Por otro lado, Spielberg, Zemeckis y Gale son los hijos del suburbio que desean no preocuparse por una crisis nuclear e intentan por todos los medios jamás cortar el cordón con el terruño donde todo es más sencillo, tanto así que antes de animar al adolescente a madurar y convertirse en un hombre de bien —con todo y una Cuatro por Cuatro— cumplen su sueño infantil: inventar el rock & roll y ser el objeto de amor de su propia madre.
Hasta aquí se puede ver que las concepciones de Volver al futuro son más un pretexto para una moral que una propuesta sobre la fantasía o la ciencia ficción. Un guion donde toda broma y todo detalle tendrá su cabo atado es el medio por el cual se declaran, en primer lugar, los principios de la política estadounidense y, en segundo lugar, se ve reflejada la condición de Hollywood en la época. Es decir, el joven ochentero se identifica con el de los años cincuenta, aquel que logró posicionamiento y atención por parte de su contexto pero que no implicó riesgo alguno para el establishment, con la diferencia de que no sólo es un individuo al que se le permite una ingenua rebeldía musical (en el pasado con un baile escolar, en el presente con MTV) sino que es ya convertido en un ente condenado al consumo: tener una gaseosa sin azúcar, romancear con la novia en una camioneta todo terreno, ser gobernado por una estrella de cine y viajar en el tiempo con un auto de lujo será sinónimo de calidad de vida. Éstas, referencias todas a una comodidad primermundista, son en realidad condiciones inevitables que se consolidaron en 1985, cuando las decisiones de producción comenzaron a tener sus causas en el dominio que las industrias petroleras y automotrices alcanzaron en Hollywood.
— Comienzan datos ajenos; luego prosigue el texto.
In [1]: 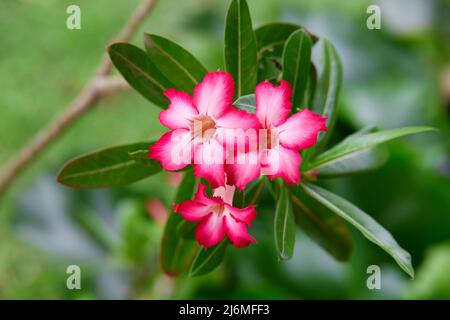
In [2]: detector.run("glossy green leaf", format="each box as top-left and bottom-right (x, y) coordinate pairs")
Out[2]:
(283, 29), (312, 107)
(314, 145), (388, 178)
(302, 184), (414, 277)
(274, 185), (295, 260)
(225, 0), (258, 97)
(302, 39), (342, 166)
(308, 127), (435, 169)
(161, 171), (197, 275)
(255, 22), (317, 59)
(258, 57), (282, 83)
(144, 34), (207, 93)
(304, 62), (317, 111)
(108, 43), (172, 108)
(177, 220), (196, 240)
(243, 177), (266, 207)
(313, 39), (342, 141)
(233, 93), (256, 113)
(57, 142), (161, 189)
(189, 240), (228, 277)
(290, 186), (352, 261)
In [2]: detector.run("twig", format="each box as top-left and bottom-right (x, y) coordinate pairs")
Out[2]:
(0, 0), (157, 195)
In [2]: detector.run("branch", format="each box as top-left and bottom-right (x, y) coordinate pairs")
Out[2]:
(0, 0), (157, 195)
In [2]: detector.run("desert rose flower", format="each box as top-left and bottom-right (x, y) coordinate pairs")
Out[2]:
(226, 81), (327, 189)
(149, 71), (258, 188)
(174, 184), (256, 248)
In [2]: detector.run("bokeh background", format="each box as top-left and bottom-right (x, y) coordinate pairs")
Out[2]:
(0, 0), (450, 299)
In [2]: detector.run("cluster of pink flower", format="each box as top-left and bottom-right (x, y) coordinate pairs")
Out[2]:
(149, 72), (327, 248)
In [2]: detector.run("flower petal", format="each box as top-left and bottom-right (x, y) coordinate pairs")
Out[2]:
(261, 145), (302, 185)
(173, 200), (211, 222)
(194, 139), (225, 189)
(213, 184), (236, 205)
(194, 71), (234, 119)
(277, 109), (327, 150)
(195, 213), (225, 248)
(255, 80), (292, 128)
(149, 129), (192, 170)
(223, 216), (256, 248)
(158, 89), (198, 130)
(225, 204), (256, 226)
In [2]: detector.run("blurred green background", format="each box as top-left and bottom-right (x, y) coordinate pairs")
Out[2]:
(0, 0), (450, 299)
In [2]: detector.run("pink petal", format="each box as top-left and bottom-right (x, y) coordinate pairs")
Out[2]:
(223, 216), (256, 248)
(225, 204), (256, 226)
(194, 139), (225, 189)
(194, 71), (234, 119)
(195, 213), (225, 248)
(278, 109), (327, 150)
(194, 183), (218, 205)
(261, 145), (302, 185)
(213, 184), (236, 204)
(149, 129), (192, 170)
(255, 80), (292, 128)
(173, 200), (211, 222)
(225, 152), (261, 190)
(159, 89), (198, 130)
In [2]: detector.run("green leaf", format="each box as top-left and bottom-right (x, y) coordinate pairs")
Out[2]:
(189, 240), (228, 277)
(290, 186), (352, 261)
(274, 185), (295, 260)
(258, 57), (282, 83)
(108, 43), (172, 107)
(161, 171), (197, 275)
(314, 145), (388, 178)
(302, 184), (414, 277)
(283, 30), (312, 107)
(255, 22), (318, 60)
(302, 39), (342, 165)
(307, 127), (435, 170)
(233, 93), (256, 113)
(243, 177), (266, 207)
(225, 0), (258, 97)
(177, 220), (196, 240)
(303, 62), (317, 109)
(57, 142), (161, 189)
(314, 39), (342, 140)
(144, 34), (207, 92)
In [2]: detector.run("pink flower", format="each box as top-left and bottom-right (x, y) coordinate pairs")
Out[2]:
(174, 184), (256, 248)
(226, 81), (327, 189)
(149, 71), (258, 188)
El largometraje de Zemeckis es también el resultado de nuevas maneras de distribuir y pensar a un filme industrial. Toda película ya es lanzada pensando en el venidero formato casero y en un estreno simultáneo (novedad para aquel momento y que hoy es el pan de cada día con los estrenos de las cadenas de multisalas). En una época donde las sagas fílmicas para adolescentes no existían, ni mucho menos estaban sistematizadas, la producción de Volver al futuro se ve con la oportunidad de cambiar su final original y de convertirse en una trilogía, amarrando al público que se ganó con una obra que está calibrada a la perfección. Si el espectador se ha encariñado con el Doc Brown, el maloso Biff y el audaz Marty, es cuestión de vida o muerte que vea las secuelas que se preparan para él, con un combo de palomitas y refresco. El boleto está virtualmente garantizado para dos entregas más, la inversión cinematográfica es segura.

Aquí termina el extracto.